Но этим свидетельствам недостает определенности,
основательности. Они не противоречат друг другу, нет, но и не
согласуются друг с другом. Словно речь в них идет не об одном и
том же человеке. И однако, другие историки работают с
материалами такого рода. Как же поступают в подобных случаях
они? Что я, более дотошен или менее проницателен? Впрочем,
такая постановка вопроса меня совершенно не волнует. Чего я,
собственно говоря, ищу? Не знаю. В течение долгого времени
Рольбон-человек интересовал меня куда больше, чем книга,
которую я должен написать. А теперь этот человек... человек
начал мне надоедать. Теперь мне важна книга, я чувствую все
большую потребность ее написать -- пожалуй, тем большую, чем
старше становлюсь сам. И впрямь можно допустить, что Рольбон
принял деятельное участие в убийстве Павла I, что потом он
согласился стать царским шпионом на Востоке, но все время
предавал Александра в пользу Наполеона. Он вполне мог в эту же
пору поддерживать переписку с графом д'Артуа, посылая тому не
имеющие никакой ценности донесения, чтобы уверить графа в своей
преданности, -- все это вполне правдоподобно. Фуше в это же
время играл комедию куда более сложную и опасную. Возможно
также, что маркиз ради собственной выгоды продавал ружья
азиатским государствам.
Да, бесспорно, все это он мог делать. Но это не доказано;
я начинаю думать, что доказать вообще никогда ничего нельзя.
Все это частные гипотезы, опирающиеся на факты, -- но я
чувствую, что исходят они от меня, это просто способ обобщить
мои сведения. Однако сам Рольбон ни гуту. Вялые, ленивые,
угрюмые факты группируются в том порядке, какой им придал я, но
этот порядок навязан им извне. У меня такое чувство, будто в
процессе работы я просто отдавался игре собственного
воображения. И при этом, я уверен, пиши я роман, его персонажи
были бы более правдивыми или во всяком случае более забавными.
Пятница
Три часа.

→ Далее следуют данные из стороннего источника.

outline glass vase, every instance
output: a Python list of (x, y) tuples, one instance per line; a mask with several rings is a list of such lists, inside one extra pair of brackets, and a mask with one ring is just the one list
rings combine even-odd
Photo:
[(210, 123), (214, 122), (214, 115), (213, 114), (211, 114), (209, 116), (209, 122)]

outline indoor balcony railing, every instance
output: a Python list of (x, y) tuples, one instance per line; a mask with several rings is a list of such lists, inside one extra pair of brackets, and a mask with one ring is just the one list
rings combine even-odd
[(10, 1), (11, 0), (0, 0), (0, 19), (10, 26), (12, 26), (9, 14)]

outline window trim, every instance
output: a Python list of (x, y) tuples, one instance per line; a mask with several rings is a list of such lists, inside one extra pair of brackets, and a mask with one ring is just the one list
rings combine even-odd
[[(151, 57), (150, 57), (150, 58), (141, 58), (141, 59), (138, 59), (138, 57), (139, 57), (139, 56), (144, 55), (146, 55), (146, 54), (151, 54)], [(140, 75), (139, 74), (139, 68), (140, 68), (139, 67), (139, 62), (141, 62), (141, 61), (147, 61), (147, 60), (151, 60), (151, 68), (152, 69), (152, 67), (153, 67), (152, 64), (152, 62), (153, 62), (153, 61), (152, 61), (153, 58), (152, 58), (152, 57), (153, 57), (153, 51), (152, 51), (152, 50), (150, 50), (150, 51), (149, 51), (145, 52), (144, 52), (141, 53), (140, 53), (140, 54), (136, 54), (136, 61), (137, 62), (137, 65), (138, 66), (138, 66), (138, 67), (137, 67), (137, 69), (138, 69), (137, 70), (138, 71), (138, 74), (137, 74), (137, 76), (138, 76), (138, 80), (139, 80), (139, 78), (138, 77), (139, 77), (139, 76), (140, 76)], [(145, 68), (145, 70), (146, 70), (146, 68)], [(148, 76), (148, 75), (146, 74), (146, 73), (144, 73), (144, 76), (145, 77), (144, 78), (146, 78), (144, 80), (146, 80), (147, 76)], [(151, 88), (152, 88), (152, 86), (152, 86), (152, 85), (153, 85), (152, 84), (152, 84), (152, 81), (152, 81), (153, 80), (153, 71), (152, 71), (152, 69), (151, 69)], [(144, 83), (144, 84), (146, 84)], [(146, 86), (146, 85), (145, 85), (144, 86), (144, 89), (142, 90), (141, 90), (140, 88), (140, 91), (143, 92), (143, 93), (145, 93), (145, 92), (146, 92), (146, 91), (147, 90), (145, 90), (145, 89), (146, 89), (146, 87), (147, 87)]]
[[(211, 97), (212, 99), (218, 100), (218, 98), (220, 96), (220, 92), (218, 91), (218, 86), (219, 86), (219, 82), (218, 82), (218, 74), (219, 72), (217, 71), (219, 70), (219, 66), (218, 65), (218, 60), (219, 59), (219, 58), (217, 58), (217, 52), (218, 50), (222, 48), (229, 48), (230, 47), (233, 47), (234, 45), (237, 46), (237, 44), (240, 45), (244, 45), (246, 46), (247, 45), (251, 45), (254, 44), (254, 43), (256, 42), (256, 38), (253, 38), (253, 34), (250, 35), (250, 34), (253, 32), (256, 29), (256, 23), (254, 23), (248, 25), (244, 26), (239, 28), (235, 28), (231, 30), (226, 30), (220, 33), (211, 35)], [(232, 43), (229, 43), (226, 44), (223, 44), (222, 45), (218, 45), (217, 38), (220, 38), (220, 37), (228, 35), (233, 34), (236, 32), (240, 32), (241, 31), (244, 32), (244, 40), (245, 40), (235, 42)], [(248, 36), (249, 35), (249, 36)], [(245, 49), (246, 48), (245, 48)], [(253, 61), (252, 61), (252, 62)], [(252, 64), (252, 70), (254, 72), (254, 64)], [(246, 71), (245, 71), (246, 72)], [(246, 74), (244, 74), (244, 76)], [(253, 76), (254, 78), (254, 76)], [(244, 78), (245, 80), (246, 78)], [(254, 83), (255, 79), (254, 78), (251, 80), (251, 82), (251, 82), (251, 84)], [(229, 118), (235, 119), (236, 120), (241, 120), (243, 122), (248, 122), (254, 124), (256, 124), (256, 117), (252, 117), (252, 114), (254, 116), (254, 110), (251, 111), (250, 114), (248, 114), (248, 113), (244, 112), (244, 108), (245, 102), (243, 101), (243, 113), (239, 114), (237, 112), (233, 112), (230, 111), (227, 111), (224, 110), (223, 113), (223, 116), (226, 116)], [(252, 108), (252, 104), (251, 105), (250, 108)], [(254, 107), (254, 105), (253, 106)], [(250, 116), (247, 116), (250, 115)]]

Три часа -- это всегда слишком поздно или
слишком рано для всего, что ты собираешься делать. Странное
время дня. А сегодня просто невыносимое.
Холодное солнце выбелило пыль на оконных стеклах. Бледное,
белесоватое небо. Утром подморозило ручейки.
Я сижу у калорифера, вяло переваривая пищу. Я знаю заранее
-- сегодняшний день потерян. Ничего путного мне не сделать,
разве когда стемнеет. И все из-за солнца: оно подернуло
позолотой грязную белую мглу, висящую над стройкой, оно
струится в мою комнату, желтоватое, бледное, ложась на мой стол
четырьмя тусклыми, обманчивыми бликами.
На моей трубке мазок золотистого лака, вначале он
привлекает взор своей иллюзорной праздничностью, но вот ты
глядишь на трубку, и лак плавится, и не остается ничего, кроме
куска дерева, и на нем большое блеклое пятно. И так со всем,
решительно со всем, даже с моими руками. Когда бывает такое
солнце, лучше всего лечь спать. Но этой ночью я спал как убитый
-- сна у меня ни в одном глазу.
Мне так нравилось вчерашнее небо -- стиснутое, черное от
дождя, которое прижималось к стеклам, словно смешное и
трогательное лицо. А нынче солнце не смешное, куда там... На
все, что я люблю: на ржавое железо стройки, на подгнившие доски
забора -- падает скупой и трезвый свет, точь-в-точь взгляд,
которым после бессонной ночи оцениваешь решения, с подъемом
принятые накануне, страницы, написанные на одном дыхании, без
помарок. Четыре кафе на бульваре Виктора Нуара, которые ночью
искрятся огнями по соседству друг с другом, -- ночью они не
просто кафе, это аквариумы, корабли, звезды, а не то огромные
белые глазницы -- утратили свое двусмысленное очарование.
Отличный день, чтобы критически оценить самого себя:
холодные лучи, которые солнце бросает на все живое, словно
подвергая его беспощадному суду, в меня проникают через глаза:
мое нутро освещено обесценивающим светом. Я знаю, мне хватит
четверти часа, чтобы дойти до крайней степени отвращения к
самому себе. Дудки. Мне это ни к чему. Не стану я также
перечитывать то, что написал накануне о пребывании Рольбона в
Санкт-Петербурге. Я сижу, уронив руки, или пишу какие-то жалкие
слова, зеваю и жду, чтобы настал вечер. Когда стемнеет, я
вместе со всеми окружающими предметами вырвусь из этой мути.